The Directive aims to protect the fundamental rights and freedoms of natural persons, and in particular their right to privacy with respect to personal data. It regulates the processing of personal data, defined as "any information relating to an identified or identifiable natural person (data subject)" (Article 2(a)). A data subject is a person "who can be identified, directly or indirectly, in particular by reference to an identification number or to one or more factors specific to his physical, theological, mental, economic, cultural or social identity" (Article 2(a)).
Processing of personal data is defined as "any operation or set of operations which is performed on personal data, whether or not by automatic means, such as collection, recording, organisation of storage, adaptation or alteration, retrieval, consultation, use, disclosure by transmission, dissemination or otherwise making available, alignment or combination, blocking, erasure or destruction" (Article 2(b)). Where the processing is not done by automatic means, the Directive only applies where the personal data forms or intends to form, part of a filing system (defined in Article 2(c)).
Application of the Directive is not confined to certain types of personal data or sectors of activity. It regulates the processing of all personal data by both companies and any natural or legal person, public authority, agency or other body which, alone or jointly with others, determines the purposes and means of the processing of personal data.

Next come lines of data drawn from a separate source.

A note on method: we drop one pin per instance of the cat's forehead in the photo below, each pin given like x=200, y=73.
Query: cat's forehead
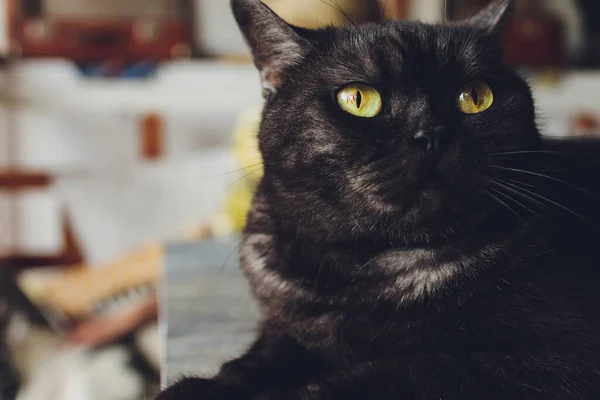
x=409, y=48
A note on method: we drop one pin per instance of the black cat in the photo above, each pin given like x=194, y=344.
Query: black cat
x=413, y=237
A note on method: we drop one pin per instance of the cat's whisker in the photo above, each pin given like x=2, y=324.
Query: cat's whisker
x=523, y=171
x=516, y=192
x=499, y=201
x=244, y=177
x=339, y=8
x=561, y=206
x=232, y=172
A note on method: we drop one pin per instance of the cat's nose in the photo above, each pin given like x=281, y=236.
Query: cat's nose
x=431, y=140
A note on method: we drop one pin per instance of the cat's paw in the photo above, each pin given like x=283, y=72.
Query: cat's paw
x=197, y=389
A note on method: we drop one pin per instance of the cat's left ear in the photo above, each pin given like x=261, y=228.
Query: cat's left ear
x=275, y=44
x=494, y=18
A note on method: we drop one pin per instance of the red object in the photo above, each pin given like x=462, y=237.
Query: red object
x=89, y=41
x=535, y=38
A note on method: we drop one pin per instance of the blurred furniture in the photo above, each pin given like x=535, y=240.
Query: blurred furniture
x=87, y=31
x=207, y=314
x=13, y=181
x=535, y=38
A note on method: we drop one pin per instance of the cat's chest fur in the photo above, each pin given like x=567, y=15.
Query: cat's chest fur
x=382, y=302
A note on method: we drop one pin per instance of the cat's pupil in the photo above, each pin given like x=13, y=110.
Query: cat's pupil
x=475, y=96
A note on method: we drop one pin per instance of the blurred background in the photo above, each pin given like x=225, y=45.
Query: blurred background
x=127, y=163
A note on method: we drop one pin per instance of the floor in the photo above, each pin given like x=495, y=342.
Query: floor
x=208, y=315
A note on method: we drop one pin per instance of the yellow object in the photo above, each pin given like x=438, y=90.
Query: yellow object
x=314, y=14
x=360, y=100
x=475, y=97
x=232, y=218
x=76, y=292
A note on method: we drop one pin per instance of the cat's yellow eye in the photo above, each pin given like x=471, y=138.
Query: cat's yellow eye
x=360, y=100
x=474, y=97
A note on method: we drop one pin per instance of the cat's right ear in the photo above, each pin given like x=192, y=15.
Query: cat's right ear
x=275, y=44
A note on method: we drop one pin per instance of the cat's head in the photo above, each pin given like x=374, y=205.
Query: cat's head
x=385, y=129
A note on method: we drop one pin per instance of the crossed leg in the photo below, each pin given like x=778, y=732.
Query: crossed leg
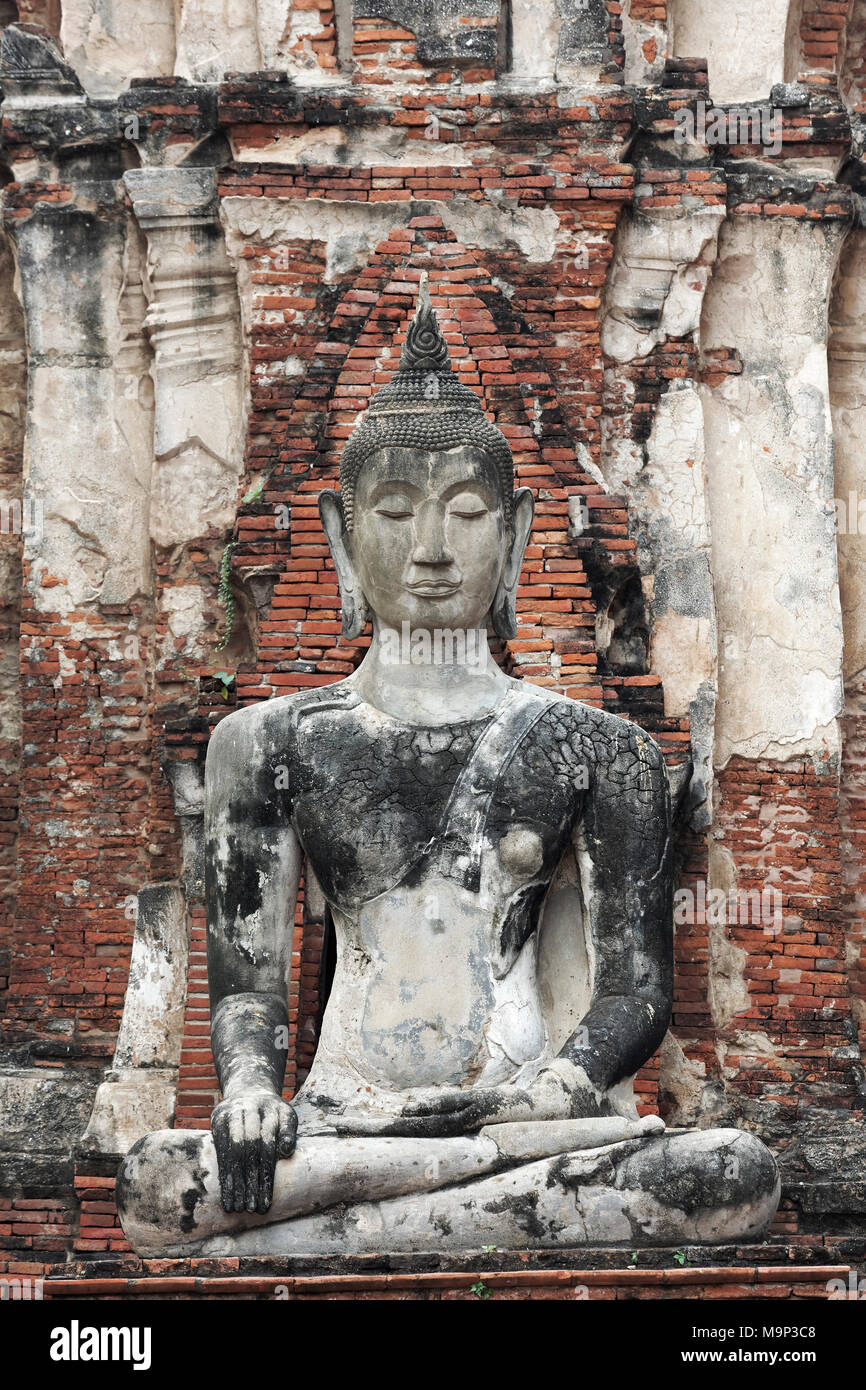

Requirements for monitoring. Processing of personal data can only be carried out if one of the following applies (Article 7):
There has been much discussion about the validity of consent. The Working Party created by Article 29 of the Directive, which is composed of representatives of the national data protection authorities of member states, believe that the extent to which consent can be used in the employment relationship is limited. Reliance on consent should, according to the Working Party, be confined to cases where the employee has a genuine free choice and is subsequently able to withdraw the consent without detriment.
Proposed developments. Companies wishing to monitor their employees may have to comply with further regulation if the European Commission proposes a directive specifically on workplace data protection later this year. This would be based on technological advances (such as the increased use of e-mail, electronic files and tele-working, which is blurring the boundary between work and private life) and globalisation (in particular, the growing trend of outsourcing the human resource function of large businesses). The proposed framework would cover data about employees, such as personal health records, and data created or used by employees, such as e-mails or the internet. It would deal with the issues of consent, medical data, drug and genetic testing, and monitoring and surveillance.
Ensuring Compliance: Some Practical Tips
As well as complying with any notice requirements, remember that many jurisdictions require a legal basis for monitoring, such as employee consent, or conducting a balance of interests test where the company's interest in monitoring outweighs the employee's right to privacy. Verify whether there are any applicable exceptions for employee monitoring.